Wednesday, March 6, 2024

Education Department Needs Stronger Rules for Accreditors (David Halperin, Republic Report)

 [Editor's note: This article originally appeared on Republic Report.] 

I’m scheduled to offer a brief public comment at today’s session of the Department of Education’s negotiating rulemaking meetings, where representatives of various higher education constituencies have come together to debate new proposed regulations governing issues including distance education, state government authorization of schools, and standards for the private accrediting bodies that oversee schools.  My comment will address accreditation, and this is what I plan to say:

Many students say a school’s status as accredited, and resulting seal of approval and aid from the Department, are the reason they enrolled. Because accreditors are gatekeepers for federal aid, their oversight is critical to prevent students and taxpayers from getting ripped off by poor quality, overpriced schools.

So it’s good that the Department has started to incorporate concerns about bad behaving schools in its reviews of accreditors, starting with ACICS, which accredited some of the worst.

But ACCSC also has tolerated years of abuses – at CEHE, Vatterot, and elsewhere. Data shows many ACCSC schools have left students worse off than when they started.  

SACS has permitted blatant abuses at Keiser University. WASC has allowed misconduct at Ashford. COE at Florida Career College.

The Department has started to ask those accreditors questions. But, under current rules, it hasn’t taken firm action, and predatory behavior is ongoing.

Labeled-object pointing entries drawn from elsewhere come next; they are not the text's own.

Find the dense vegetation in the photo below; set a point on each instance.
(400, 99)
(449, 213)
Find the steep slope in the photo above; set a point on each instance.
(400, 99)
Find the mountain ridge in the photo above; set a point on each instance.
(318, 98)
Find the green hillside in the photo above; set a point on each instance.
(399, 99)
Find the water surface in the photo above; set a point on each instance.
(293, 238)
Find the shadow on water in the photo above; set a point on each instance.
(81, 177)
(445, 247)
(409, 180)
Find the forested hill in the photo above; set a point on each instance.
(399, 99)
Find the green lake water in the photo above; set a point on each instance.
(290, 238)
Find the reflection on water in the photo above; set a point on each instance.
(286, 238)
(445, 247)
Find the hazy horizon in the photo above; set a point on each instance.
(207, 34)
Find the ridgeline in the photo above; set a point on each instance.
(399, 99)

The rules also have done little to address rampant abuses at schools overseen by Higher Learning Commission.

HLC has long tolerated predatory conduct at Walden, DeVry, EDMC, Kaplan, Ashford, Grand Canyon, University of Phoenix, and the Perdoceo schools. 

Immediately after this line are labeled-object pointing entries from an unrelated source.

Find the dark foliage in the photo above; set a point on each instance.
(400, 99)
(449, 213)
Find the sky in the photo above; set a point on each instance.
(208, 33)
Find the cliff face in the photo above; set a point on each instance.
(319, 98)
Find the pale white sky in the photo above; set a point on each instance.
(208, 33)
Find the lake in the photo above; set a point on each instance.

Perdoceo in recent years paid 500 million dollars to settle with 48 states and 30 million to settle with the FTC over deceptive practices. Numerous Perdoceo employees have told the Department that company recruiters continue to make misleading sales pitches

As to the University of Phoenix, in 2015 the Pentagon briefly banned it from recruiting service members based on evidence of violations. In 2019, Phoenix agreed to pay 191 million to resolve FTC charges it ran ads falsely suggesting ties to major employers. Last year Phoenix was again running deceptive ads, this time falsely implying it is a state school.

If Phoenix tells such brazen falsehoods in the open, imagine what its recruiters tell students one on one.  The school’s graduation rate is 14 percent. 

Many victims are low income. These schools should not be accredited. They should not get taxpayer dollars. But under current rules, the abuses continue. 

Last year HLC renewed accreditations of the University of Phoenix and Perdoceo’s Colorado Tech, each for a full 10 years.  

And the Department in turn renewed HLC for a full five years. 

The system isn’t working.

Accreditors have often failed as gatekeepers of integrity and quality. The proposed regulations are a start to fixing the problem.